Sabine moves to Switzerland, and Tomas and Tereza soon follow. Tomas is a surgeon in a hospital. He is happy and feels free and much lighter. But being in a foreign country is like walking a tightrope. Tereza cannot handle the vertigo. She goes back to Prague, feeling weak. Tomas follows her, giving up his passport. Neither of them can leave Czechoslovakia again.

In Prague, both Tomas and Tereza feel the crushing weight of living under communist ideology. Tereza works as a waitress because she cannot be forgiven for giving her film to foreigners. Tomas is asked to retract an article he once wrote, but he will not. He is discharged from his job as a surgeon and takes up window washing. This job feels like a vacation, and he gives in to his adulterous delight in the bodies of women he meets. It makes Tereza miserable. She too has an adventure which seems to be a set up to get her to inform on her customers. Tereza and Tomas hardly see each other except in sleep.

Two years after leaving the hospital, Tomas is physically tired. “Prague has grown so ugly lately,” he tells Tereza. They talk of moving and find work on a communal farm in the country. Tereza minds the heifers, which are turned out each day to pasture, with the help of her dog Karenin. Tomas drives the pickup which takes workers out to the fields. The police stop pestering them, but they are unusual. Other communal farm workers find it is just a job and wish to move to the city. Instead of going dancing, at night they watch television in their homes. Tereza takes comfort among the animals, however. Animals love voluntarily.

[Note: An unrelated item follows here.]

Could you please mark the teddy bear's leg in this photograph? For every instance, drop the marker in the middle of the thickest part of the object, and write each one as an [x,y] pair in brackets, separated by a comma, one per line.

When Karenin dies, Tomas and Tereza bury him between the crooked apple trees. Left to her thoughts, Tereza feels responsible for Tomas. It is her fault he moved back from Switzerland. She has used her weakness against him. She is afraid he is bored with her. But, one day she puts on a pretty dress and they go to the next town to dance. “Haven’t you noticed that I’m happy here?” Tomas asks her. Their death in an automobile accident is reported to Sabine by Tomas’ estranged son.

Kundera’s philosophical novel gives him a chance to present his thoughts on many subjects, including a diatribe against kitsch. Kitsch fills Sabine with horror. But Kundera feels it may be inescapable. “The novel is not the author’s confession. It is an investigation of human life in the trap the world has become.”

Though I loved the movie made of this novel by Philip Kaufman in 1988, Kundera repudiated it. I suspect that the movie did not portray the heaviness of the Russian occupation to the extent we see it in the novel. Tereza remains a finely wrought icon and the contrast Kundera sets up between her character and that of Sabine an interesting question.